Hadoop has a default codec (.deflate). The compression ratio for GZip is higher as well as its CPU cost. Bzip2 is splittable but is too slow for compression considering its huge CPU cost. LZO files are not natively splittable. But we can preprocess them (using com.hadoop.compression. lzo.LzoIndexer) to create an index that determines the file splits. When it comes to the balance of CPU cost and compression ratio, LZ4 or Snappy do a better job. Since the majority of codec do not support split after compression, it is suggested to avoid compressing big files in HDFS.

SET hive.intermediate.compression.codec=org.apache.hadoop.io.compress.SnappyCodec

Intermediate compression will only save disk space for specific jobs that require multiple map and reduce jobs. For further saving of disk space, the actual Hive output files can be compressed. When the hive.exec.compress.output property is set to true, Hive will use the codec configured by the mapred.map.output.compression.codec property to compress the storage in HDFS.

SET hive.exec.compress.output=true;

SET mapred.output.compression.codec=org.apache.hadoop.io.compress.SnappyCodec;
Storage optimization

The data, which is used or scanned frequently, can be identified as hot data. Usually, the query performance on the hot data is critical for overall performance. Increasing the data replication factor in HDFS for hot data could increase the chance of data being hit locally by Hive jobs and improve the performance. However, this is a trade-off for storage.

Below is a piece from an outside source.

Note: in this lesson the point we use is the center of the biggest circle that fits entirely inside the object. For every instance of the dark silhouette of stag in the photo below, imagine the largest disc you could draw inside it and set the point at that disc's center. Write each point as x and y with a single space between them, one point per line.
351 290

hdfs dfs -setrep -R -w 4 /user/hive/warehouse/testdata

On the other hand, too many files or redundancy could make namenode’s memory exhausted, especially for lots of small files less than the HDFS block sizes. Hadoop itself already has some solutions to deal with too many small-file issues, such as the following

1. Hadoop Archive and HAR: These are toolkits to pack small files.

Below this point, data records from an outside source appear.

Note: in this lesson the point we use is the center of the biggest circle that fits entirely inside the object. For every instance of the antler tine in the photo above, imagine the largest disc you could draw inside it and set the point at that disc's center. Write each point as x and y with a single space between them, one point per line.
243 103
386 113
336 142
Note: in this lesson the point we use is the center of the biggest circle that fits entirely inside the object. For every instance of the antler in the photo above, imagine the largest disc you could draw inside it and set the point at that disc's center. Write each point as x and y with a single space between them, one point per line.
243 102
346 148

2. SequenceFile format: This is a format to compress small files to bigger files

3. CombineFileInputFormat: A type of InputFormat to combine small files before map and reduce processing. It is the default InputFormat for Hive

4. HDFS federation: It makes namenodes extensible and powerful to manage more files.

We can also leverage other tools in the Hadoop ecosystem if we have them installed, such as the following:

1. HBase has a smaller block size and better file format to deal with smaller-file access issues

2. Flume NG can be used as pipes to merge small files to big ones

3. A scheduled offline file merge program to merge small files in HDFS or before loading them to HDFS

For Hive, we can do the following configurations for merging files of query results to avoid recreating small files

1. hive.merge.mapfiles: This merges small files at the end of a map-only job. By default, it is true.

2. hive.merge.mapredfiles: This merges small files at the end of a MapReduce job. Set it to true since its default is false.

3. hive.merge.size.per.task: This defines the size of merged files at the end of the job. The default value is 256 MB.

4. hive.merge.smallfiles.avgsize: This is the threshold for triggering file merge. The default value is 16 MB.

When the average output file size of a job is less than the value specified by hive.merge.smallfiles.avgsize, and both hive.merge.mapfiles (for map-only jobs) and hive.merge.mapredfiles (for MapReduce jobs) are set to true, Hive will start an additional MapReduce job to merge the output files into big files.